Martha Thomases: Obesity and Honesty

Roxane Gay’s new book, Hunger: A Memoir of (My) Body is a knock-out of a book. It kept me glued to my couch for a long weekend. I finished reading it about ten days ago, and I cannot stop thinking about it.

Does it have anything to do with comics? Well, Gay wrote a mini-series for Marvel. Beyond that, if you want to know more, you’ll have to keep reading.

In addition to being an accomplished author and journalist, Roxane Gay is, in her own words, a morbidly obese woman of color. Hunger is about what happened to her, how she got this way, and what it’s like to live the way she lives. It’s incredibly honest, so much so that I couldn’t look away, even as I squirmed in recognition.

I am not morbidly obese. Sure, I could drop twenty or thirty pounds to look more like the mannequins in the department stores, but I can pass. I am not a woman of color. As a Jew, my people have a history of persecution, but I can pass. Unlike Gay, I was not gang-raped when I was twelve years old. Because I have these privileges, I could sneer at her with my societally-approved advantages, but I can’t. I feel my own version of what she feels, and I went through my own version of what she went through.

Gay started to overeat because she wanted to make herself unattractive to men so she wouldn’t get attacked again. She knew that a woman who is overweight is considered to be ugly – and an ugly woman is invisible. By building a wall around herself, she would be safe.

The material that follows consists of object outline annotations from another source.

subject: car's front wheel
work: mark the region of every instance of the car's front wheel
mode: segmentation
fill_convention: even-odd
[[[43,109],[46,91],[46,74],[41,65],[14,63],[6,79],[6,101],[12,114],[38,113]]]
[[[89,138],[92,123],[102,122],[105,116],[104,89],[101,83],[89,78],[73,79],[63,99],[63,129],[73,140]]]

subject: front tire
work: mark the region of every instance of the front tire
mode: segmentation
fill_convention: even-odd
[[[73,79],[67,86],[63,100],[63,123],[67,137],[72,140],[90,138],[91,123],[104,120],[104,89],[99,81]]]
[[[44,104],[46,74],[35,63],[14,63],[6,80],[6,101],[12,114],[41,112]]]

Her descriptions of her experiences are harrowing. Strangers in the supermarket take away food from her shopping cart. People complain to airlines about having to sit next to her, even if she pays for two seats. Instead of taking her ideas seriously, critics comment on her looks. Everything about her life, good or bad, is dismissed by those who only see her size.

And then there are the people who think they are helping her. The people who tell her that maybe she doesn’t really want dessert. The people who suggest exercise. I can assure you that every woman in Western society who is larger than a Size 0 knows about diet and exercise.

Still, reading about her pain, the Jewish mother in me did want to lean in and offer Gay some advice. She talks about regularly starting (and giving up on) a diet-and-exercise plan, and my first suggestion is to uncouple those two things. Various eating systems have made me feel variously better and worse, but if I didn’t exercise, I would go mad. I don’t do work because I expect it to make me a fashion model or an Olympic athlete but because it keeps me sane. Working up a sweat on a regular basis burns up a lot of my hostility. My resting pulse is 48. I can’t claim I’m never angry or never hating, but it doesn’t burn me up inside.

Except I know that she is a different person than I am, and what works for me as a coping system might not work for her. I’ll try to shut up about that now.

Women obsess about our appearances because society consistently tells us that it is our most important duty. My mother used to beg me to lose weight, starting when I was twelve (5’ 3” and 113 pounds), telling me that “boys don’t like fat girls.” Even now, at 64 years of age, when I know that my life is about more than boys liking me, those thoughts won’t go away.

My mom (and Roxane’s) were only trying to teach their daughters how to get ahead. To succeed, we were told, a woman must be thin and fit and beautiful. That was difficult enough. Today, when society pays at least lip service to the idea of diversity, we are supposed to be not only thin and fit and beautiful but also, if we are not, to pretend that it doesn’t matter (even though it does).

It gets even more difficult at menopause. Not only can we no longer bear children, the only true purpose for the female life, and the reason we must be attractive to men, but biology conspires to make us more fat.

We can’t win.

I would like to be like Faith, the Valiant superhero who is large. She wears a skin-tight white costume that does nothing to conceal her size. She is strong and she can fly and she has an interesting life and, in her current incarnation, spends no time at all thinking about her looks or what she eats or how many calories she burns off.

Sure, she also catches bad guys and saves the world, but that’s not why she’s my hero.